KAR YAĞIŞINI SİYASETİN ÜZERİNE YIKAMAZSINIZ”

İlk olarak şeker pancarı noktasındaki spekülasyonları değerlendiren Güvenç, “Muhalefet meseleleri çarpıtarak sunuyor, bazı yaraları kaşıyarak siyaset yapmaya, oy devşirmeye çalışıyor ve altını çizerek ifade etmek istiyorum ki, biz bunu en başından bu yana yanlış buluyoruz. Kahramanmaraş'ta Elbistan ve onun gibi bazı bölgelerimizde şekerpancarı için hasat dönemi ve bu dönemle ilgili bazı sorunlar var, sorunların temelinde ise özelleştirme yok. Sorunların temelinde kar yağması ve kış şartlarının baskın gelmesi söz konusudur. Bundan kaynaklı olarak bazı çiftçilerimizin sıkıntıları var. Bu sorunları asgariye indirebilmek için biz hükümet olarak, Kahramanmaraş'ımızın milletvekilleri olarak ve siyasi kurumlar olarak hep birlikte çalışıyoruz. 2004 yılından sonra hasat döneminde Elbistan’a kar yağıyor ve insanlar pancarlarını toplayıp iki gün bekletip fabrikalara teslim ediyorlar ama bu 2 günlük süreçte kar yağdığından dolayı medyaya olumsuz görüntüler yansıyor. Bu konuda konuşan insanların şuna dikkat etmesi gerekiyor Ekim ayının sonundan Ocak ayının başına kadar Şekerpancarının hasat dönemidir. Hasat döneminden teslim sürecine kadar olan arada yağmura veya kara yakalandıysanız bunu özelleştirmenin üzerine yıkıp siyaset yapamazsınız. Bu doğru olmaz. Biz bu işi takip ediyoruz” dedi.
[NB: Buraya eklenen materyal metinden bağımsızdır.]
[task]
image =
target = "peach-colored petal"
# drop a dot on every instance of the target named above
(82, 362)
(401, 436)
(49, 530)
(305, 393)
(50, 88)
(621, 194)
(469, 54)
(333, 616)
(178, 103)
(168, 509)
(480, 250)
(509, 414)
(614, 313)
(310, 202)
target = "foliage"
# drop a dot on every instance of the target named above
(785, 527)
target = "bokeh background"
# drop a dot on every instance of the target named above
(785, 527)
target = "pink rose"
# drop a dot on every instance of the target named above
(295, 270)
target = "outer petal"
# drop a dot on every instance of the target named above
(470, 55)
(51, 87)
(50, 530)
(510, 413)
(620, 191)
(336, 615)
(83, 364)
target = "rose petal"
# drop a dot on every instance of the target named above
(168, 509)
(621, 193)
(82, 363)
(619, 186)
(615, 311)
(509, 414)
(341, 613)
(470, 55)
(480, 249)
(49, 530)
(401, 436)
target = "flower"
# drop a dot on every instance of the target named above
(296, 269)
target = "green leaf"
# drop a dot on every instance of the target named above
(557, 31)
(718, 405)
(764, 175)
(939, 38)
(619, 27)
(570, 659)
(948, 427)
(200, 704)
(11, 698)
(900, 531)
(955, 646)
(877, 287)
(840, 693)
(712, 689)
İDDİALAR DEVLETE OLAN GÜVENİ SARSMAK İÇİN”

Şeker pancarı noktasındaki olumsuz iddiaların devlete olan güveni sarmak amacıyla olduğuna dikkat çeken Güvenç, “Fabrikalara şekerpancarı alımları daha devam edecek aralık ayının sonuna kadar üretici toplayacak ve getirecek bu süreç içerisinde ise kar veya yağmur yağarsa maalesef bir takım sorunlar ortaya çıkacaktır. Üzerinde durarak ifade ediyorum, ‘bunun sebebi özelleştirme değil, herhangi bir ihmal değil işin tabiatı gereği hasat döneminin olumsuz kış şartlarına denk gelmesidir.’ Bu sorunlar kış şartlarına bağlı olduğu için şeker fabrikaları özelleşse de yaşanacak özelleşme yaşanacaktır. Şuan itibariyle Elbistan şeker fabrikasına 273 bin ton şekerpancarı alımı yapılmış, geriye kalan rekoltenin de tamamının alınacağını fabrika müdürü bana bizzat beyan etti. Gönül ister ki bu sorunlar yaşanmadan her şey hallolsun ama bazı işlerinde tabiatından dolayı bu sorunlarla karşılaşmak kaçınılmaz hale geliyor. Biz çiftçimizin her türlü meselesinin, her türlü sorununun takipçisiyiz. Muhalefetin, şeker pancarının fabrikalar tarafından alınmadığı ve nişasta bazlı şekere Türkiye'nin mecbur bırakıldığı gibi bir eleştirisi var burada niyet okuyorlar. Biz bu söz konusu oranı yüzde 5'e indirdik, yasa ile hüküm koyarak mevcudu da biraz daha iyileştirdik. Buradaki eleştiriler, iddialar devlete olan güveni sarsmak içindir” şeklinde konuştu.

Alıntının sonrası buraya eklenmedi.